La BoJ a laissé la porte ouverte à d'autres relèvements de taux

La Banque du Japon (BoJ) a exclu de procéder à des hausses de taux d'intérêt consécutives, tout en laissant la porte ouverte à d'éventuels nouveaux relèvements dans les mois à venir, selon les minutes de la réunion de politique monétaire des 13 et 14 juillet rendues publiques mercredi.

C'est au cours de cette réunion que les neuf membres du comité de politique monétaire de la BoJ avaient, à l'unanimité, aboli la politique de taux zéro en vigueur depuis plus de cinq ans et relevé le loyer de l'argent à 0,25%. D'après les minutes, un membre du comité a souligué que cette hausse historique "ne devrait pas être considérée comme une mesure pour refroidir une économie en surchauffe, mais pour soutenir la croissance économique en réduisant la volatilité de l'activité et des prix sur le long terme". Insistant sur la nécessité de communiquer de façon claire avec les marchés, "certains membres ont dit qu'il était important que la Banque évite de donner l'impression qu'elle est en train de se dépêcher de relever les taux".

"L'un de ces membres a dit que la Banque devrait éviter de donner l'impression qu'elle allait mener des hausses de taux successives comme la Réserve fédérale" américaine, qui a relevé le loyer de l'argent 17 fois d'affilée avant de marquer une pause en août, poursuivent les minutes. "La banque devrait expliquer plus clairement à ce stade qu'elle ajustera graduellement le niveau des taux", a insisté un membre. Mais le comité n'a pas non plus complètement écarté la possibilité de relever à nouveau les taux d'intérêt dans les mois à venir. "La Banque devrait aussi expliquer que sa démarche dépend des développements de l'activité économique et des prix" afin de "ne pas restreindre indument la conduite future de la politique monétaire", a précisé le même membre.

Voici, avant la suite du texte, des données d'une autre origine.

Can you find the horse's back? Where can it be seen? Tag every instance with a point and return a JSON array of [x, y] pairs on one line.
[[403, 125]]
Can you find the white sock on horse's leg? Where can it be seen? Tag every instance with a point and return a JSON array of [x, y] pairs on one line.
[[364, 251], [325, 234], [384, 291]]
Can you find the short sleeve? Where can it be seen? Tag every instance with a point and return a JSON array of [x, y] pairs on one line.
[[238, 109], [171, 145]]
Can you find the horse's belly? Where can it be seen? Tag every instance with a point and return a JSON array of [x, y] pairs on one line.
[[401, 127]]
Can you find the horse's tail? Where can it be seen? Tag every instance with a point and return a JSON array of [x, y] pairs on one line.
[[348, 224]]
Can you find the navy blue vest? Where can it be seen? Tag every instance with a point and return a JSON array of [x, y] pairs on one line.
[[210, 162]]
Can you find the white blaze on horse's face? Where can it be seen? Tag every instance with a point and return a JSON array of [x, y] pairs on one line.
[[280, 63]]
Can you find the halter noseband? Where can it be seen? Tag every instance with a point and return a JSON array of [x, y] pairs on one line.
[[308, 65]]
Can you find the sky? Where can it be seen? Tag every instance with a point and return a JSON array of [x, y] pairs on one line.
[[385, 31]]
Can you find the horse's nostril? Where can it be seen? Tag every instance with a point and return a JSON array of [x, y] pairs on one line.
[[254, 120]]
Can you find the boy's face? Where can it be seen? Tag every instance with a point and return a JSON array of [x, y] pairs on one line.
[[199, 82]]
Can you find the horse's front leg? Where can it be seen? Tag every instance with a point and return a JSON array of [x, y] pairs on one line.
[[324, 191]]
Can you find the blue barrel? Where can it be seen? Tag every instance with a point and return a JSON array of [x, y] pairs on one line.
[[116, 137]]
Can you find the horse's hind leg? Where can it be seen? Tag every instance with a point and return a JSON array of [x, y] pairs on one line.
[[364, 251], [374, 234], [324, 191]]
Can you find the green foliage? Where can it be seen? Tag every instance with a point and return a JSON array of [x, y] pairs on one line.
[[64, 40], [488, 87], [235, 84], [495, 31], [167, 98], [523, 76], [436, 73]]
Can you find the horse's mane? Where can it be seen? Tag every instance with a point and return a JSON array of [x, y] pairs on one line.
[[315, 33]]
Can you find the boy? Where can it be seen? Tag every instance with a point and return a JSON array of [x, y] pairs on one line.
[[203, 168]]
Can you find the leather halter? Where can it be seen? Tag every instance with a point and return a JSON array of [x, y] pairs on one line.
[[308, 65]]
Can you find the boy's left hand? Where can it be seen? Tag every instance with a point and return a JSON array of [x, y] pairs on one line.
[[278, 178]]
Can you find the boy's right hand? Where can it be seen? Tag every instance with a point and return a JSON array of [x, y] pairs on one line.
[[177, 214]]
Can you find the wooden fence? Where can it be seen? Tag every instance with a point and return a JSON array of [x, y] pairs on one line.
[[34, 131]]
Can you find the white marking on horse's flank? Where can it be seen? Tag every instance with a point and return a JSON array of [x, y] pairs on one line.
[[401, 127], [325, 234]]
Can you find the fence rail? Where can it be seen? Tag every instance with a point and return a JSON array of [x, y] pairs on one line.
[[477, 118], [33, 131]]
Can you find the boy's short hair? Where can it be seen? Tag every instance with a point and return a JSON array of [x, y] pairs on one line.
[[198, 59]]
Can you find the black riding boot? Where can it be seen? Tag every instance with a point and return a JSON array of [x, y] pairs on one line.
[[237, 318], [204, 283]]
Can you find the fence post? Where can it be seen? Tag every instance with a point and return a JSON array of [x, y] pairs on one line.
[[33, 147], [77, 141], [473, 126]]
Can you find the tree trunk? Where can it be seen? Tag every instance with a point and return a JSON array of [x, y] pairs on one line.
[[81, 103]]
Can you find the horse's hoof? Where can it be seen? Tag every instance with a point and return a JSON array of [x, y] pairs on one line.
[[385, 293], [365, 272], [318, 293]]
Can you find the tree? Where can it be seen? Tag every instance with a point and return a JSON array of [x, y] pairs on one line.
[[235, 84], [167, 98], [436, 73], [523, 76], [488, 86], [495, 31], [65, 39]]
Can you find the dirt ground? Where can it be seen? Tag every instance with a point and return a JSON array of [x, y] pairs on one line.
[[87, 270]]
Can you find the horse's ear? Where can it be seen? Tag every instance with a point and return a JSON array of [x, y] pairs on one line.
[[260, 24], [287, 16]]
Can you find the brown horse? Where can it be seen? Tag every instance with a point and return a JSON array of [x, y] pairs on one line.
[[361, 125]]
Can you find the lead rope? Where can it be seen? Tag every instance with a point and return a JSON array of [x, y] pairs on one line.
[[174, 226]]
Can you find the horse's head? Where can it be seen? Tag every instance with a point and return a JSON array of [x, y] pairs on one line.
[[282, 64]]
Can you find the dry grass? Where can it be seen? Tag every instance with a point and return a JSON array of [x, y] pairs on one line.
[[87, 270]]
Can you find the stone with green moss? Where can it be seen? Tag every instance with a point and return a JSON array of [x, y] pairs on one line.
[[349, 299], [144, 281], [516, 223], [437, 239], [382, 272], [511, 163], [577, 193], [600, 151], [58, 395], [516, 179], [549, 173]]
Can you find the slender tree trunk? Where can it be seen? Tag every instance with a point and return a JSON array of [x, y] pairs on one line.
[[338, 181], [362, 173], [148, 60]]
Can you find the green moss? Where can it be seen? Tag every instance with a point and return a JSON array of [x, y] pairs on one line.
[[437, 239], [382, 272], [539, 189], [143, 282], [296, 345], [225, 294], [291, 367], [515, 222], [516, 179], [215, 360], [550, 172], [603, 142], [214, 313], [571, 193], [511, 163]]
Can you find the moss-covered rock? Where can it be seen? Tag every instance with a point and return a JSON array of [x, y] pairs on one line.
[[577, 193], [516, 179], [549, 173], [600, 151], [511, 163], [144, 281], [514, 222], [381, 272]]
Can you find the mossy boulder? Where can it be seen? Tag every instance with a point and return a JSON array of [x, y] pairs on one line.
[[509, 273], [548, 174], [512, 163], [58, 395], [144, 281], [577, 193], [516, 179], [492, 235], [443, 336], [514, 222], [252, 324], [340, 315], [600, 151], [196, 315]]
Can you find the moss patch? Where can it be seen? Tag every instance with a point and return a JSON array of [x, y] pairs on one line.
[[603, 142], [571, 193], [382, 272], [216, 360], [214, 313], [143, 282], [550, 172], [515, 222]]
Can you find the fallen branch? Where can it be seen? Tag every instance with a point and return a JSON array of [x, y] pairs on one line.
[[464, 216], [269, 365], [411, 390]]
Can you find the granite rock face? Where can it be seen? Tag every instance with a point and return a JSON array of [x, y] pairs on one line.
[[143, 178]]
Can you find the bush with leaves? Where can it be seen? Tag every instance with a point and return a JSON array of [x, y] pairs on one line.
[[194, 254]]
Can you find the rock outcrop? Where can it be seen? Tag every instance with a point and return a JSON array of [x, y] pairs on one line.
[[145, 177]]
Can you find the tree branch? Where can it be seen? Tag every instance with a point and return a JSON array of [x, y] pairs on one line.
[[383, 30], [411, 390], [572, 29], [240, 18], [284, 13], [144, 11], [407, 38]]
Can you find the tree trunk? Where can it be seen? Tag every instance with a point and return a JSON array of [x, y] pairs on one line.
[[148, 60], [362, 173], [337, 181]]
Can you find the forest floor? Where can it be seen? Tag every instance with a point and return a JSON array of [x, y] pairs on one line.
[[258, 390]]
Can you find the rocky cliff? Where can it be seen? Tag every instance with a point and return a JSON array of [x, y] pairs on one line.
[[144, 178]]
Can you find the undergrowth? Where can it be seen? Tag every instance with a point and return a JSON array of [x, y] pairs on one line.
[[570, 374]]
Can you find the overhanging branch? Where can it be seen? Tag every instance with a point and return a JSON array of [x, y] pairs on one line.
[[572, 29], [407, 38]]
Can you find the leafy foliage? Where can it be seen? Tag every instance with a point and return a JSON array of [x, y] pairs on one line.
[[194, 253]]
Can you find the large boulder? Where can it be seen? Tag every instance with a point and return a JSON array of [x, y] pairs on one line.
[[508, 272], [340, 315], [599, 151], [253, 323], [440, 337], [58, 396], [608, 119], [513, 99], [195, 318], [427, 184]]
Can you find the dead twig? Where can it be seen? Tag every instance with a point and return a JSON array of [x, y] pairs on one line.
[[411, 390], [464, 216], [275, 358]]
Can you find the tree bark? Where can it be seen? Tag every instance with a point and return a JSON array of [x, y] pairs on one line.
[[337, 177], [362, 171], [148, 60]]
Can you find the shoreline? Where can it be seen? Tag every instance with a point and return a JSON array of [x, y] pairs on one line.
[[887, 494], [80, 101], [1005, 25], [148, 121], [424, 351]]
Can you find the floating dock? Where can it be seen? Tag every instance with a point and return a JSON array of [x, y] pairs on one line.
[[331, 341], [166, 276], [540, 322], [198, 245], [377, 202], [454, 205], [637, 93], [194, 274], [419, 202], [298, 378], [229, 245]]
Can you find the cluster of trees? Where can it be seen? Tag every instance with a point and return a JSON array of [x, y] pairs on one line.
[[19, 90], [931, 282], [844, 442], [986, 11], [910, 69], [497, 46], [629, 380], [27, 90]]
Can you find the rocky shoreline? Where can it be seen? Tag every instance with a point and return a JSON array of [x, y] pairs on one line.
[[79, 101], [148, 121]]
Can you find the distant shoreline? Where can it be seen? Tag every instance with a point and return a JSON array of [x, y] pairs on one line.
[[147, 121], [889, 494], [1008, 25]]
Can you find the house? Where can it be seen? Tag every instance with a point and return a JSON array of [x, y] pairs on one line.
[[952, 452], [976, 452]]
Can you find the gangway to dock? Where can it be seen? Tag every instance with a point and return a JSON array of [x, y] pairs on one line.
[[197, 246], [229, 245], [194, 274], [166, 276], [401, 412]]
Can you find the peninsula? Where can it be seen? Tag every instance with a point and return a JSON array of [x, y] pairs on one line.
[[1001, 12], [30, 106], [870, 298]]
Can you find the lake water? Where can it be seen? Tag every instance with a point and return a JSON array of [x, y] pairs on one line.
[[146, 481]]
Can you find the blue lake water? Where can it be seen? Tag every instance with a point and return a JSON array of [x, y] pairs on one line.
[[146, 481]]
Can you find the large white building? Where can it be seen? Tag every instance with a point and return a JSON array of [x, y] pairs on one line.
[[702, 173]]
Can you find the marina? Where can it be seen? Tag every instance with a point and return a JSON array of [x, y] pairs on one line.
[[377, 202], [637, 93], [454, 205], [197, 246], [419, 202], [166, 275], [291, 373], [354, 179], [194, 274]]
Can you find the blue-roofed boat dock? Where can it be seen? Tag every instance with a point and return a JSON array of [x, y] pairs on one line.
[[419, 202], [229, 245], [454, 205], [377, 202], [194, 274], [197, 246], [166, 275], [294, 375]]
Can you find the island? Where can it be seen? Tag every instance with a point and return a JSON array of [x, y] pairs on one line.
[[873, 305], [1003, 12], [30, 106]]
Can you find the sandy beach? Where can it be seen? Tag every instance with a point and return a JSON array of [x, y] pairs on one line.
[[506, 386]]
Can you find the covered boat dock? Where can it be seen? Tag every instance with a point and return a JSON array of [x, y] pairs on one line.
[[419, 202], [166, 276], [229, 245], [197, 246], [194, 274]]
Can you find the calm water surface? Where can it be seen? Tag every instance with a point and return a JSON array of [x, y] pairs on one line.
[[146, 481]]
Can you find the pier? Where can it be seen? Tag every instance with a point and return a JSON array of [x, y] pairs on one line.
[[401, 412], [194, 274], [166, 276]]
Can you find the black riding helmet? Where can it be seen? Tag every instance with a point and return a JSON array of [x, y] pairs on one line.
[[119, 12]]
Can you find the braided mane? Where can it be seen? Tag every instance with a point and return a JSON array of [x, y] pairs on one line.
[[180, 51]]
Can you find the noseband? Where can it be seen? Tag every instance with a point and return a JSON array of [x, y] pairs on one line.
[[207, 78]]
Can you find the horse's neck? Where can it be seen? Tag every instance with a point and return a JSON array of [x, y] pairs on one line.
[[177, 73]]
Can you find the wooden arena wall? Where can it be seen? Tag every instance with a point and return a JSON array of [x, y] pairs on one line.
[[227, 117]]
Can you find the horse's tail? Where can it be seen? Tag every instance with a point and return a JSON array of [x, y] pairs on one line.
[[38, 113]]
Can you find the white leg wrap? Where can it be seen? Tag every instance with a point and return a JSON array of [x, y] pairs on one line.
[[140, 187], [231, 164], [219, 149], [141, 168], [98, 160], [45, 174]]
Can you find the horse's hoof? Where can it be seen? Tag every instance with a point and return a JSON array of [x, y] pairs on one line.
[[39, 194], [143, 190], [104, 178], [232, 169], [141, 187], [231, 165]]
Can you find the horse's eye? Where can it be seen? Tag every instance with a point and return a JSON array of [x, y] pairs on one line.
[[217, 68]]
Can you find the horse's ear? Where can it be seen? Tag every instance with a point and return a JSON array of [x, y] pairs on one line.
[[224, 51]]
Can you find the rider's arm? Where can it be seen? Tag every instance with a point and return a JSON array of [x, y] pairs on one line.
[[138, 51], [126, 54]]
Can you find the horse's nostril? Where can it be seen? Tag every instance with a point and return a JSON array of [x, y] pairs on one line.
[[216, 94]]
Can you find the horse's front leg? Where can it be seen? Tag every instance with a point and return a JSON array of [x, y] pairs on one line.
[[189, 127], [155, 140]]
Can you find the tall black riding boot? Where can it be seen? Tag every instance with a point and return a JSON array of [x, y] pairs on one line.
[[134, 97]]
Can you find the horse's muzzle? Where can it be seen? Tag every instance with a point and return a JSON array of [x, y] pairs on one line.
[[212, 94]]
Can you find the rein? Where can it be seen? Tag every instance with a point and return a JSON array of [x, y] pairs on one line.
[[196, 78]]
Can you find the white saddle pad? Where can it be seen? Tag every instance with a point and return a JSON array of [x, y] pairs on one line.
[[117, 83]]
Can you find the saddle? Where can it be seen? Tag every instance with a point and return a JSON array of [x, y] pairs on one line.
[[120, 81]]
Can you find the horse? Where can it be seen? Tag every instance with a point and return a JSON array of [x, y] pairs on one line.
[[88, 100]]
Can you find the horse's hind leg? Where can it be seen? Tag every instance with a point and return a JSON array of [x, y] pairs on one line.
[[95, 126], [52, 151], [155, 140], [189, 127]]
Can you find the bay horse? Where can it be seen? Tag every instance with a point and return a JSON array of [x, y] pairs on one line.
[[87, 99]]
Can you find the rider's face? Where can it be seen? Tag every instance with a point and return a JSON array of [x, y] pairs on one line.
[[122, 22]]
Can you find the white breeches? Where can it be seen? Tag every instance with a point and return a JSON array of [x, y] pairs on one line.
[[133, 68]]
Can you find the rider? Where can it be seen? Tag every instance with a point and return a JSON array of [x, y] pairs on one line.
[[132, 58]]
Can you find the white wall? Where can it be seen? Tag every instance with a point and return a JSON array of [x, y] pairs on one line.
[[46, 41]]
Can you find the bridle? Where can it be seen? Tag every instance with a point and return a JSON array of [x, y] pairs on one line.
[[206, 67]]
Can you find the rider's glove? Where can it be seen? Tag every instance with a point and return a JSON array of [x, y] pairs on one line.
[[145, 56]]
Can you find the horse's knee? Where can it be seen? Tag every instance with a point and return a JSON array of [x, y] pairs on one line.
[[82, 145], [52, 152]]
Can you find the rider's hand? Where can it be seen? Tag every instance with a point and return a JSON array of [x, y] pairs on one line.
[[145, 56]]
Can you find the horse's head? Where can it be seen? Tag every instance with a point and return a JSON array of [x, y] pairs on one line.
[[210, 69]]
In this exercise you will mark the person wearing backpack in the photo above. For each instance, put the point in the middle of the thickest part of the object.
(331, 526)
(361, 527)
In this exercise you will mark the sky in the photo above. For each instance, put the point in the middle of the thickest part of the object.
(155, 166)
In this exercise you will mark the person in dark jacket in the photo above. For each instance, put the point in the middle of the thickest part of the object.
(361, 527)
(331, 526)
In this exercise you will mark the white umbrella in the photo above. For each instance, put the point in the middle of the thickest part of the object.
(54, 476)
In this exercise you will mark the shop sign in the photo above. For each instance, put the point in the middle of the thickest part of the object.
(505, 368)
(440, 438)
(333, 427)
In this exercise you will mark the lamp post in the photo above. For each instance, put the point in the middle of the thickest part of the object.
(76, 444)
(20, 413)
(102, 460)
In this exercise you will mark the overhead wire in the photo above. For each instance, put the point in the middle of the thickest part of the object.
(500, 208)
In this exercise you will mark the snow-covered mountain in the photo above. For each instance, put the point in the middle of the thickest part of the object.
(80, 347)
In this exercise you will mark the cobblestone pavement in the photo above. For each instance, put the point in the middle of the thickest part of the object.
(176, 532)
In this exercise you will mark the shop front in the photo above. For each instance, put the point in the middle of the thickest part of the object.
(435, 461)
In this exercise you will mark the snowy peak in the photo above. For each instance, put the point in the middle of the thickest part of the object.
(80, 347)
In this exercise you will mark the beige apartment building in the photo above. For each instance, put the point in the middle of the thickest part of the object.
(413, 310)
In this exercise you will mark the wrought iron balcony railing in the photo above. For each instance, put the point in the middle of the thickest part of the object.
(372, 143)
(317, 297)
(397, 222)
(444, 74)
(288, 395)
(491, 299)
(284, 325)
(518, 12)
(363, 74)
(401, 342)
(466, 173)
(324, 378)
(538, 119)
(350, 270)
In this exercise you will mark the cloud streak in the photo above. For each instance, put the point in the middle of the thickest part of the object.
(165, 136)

Dans les semaines qui ont suivi la réunion, plusieurs membres du comité, y compris le gouverneur Toshihiko Fukui, ont insisté sur le fait que d'autres hausses de taux sont possibles d'ici la fin 2006, contrairement à ce qu'avaient cru dans un premier temps une majorité d'économistes. Lors de sa réunion des 10 et 11 août, le comité de politique monétaire a entretemps laissé le taux inchangé à 0,25%. Mais la plupart des analystes s'attendent désormais à ce qu'il finisse l'année à 0,50% au moins. Les minutes rendues publiques mercredi indiquent également que les représentants du gouvernement au comité de politique monétaire, dont la voix n'est que consultative, se sont opposés à la hausse du 14 juillet. "Comme il n'existe actuellement aucune crainte d'inflation, le gouvernement estime qu'il est important que la Banque du Japon continue à soutenir fermement l'économie du point de vue financier, et considère aussi qu'elle ne doit pas nécessairement se hâter de mettre fin aux taux d'intérêt zéro", a ainsi déclaré le représentant du ministère des Finances, Kazuyoshi Akaba.

Enfin, une dissension est apparue au sein du comité concernant le taux Lombard, qui a été porté de 0,1% à 0,4%. Trois membres (Miyako Suda, Atsushi Mizuno et Tadao Noda, nommé en juin dernier) ont voté contre, estimant que le taux devait être rehaussé davantage, jusqu'à 0,5%. Le taux Lombard, officiellement appelé "taux des prêts de base", est celui auquel les banques privées peuvent toujours emprunter de l'argent à la BoJ au cas où un accroissement brusque de la demande de fonds ferait s'envoler le taux au jour le jour bien au delà du niveau souhaité par la banque centrale (0,25%). M. Noda a notamment argué qu'un taux des prêts de base trop bas "pourrait gêner la formation naturelle des taux d'intérêt sur le marché" car les institutions financières risquent, dans ce cas, d'avoir trop souvent recours au mécanisme Lombard plutôt qu'au marché interbancaire classique.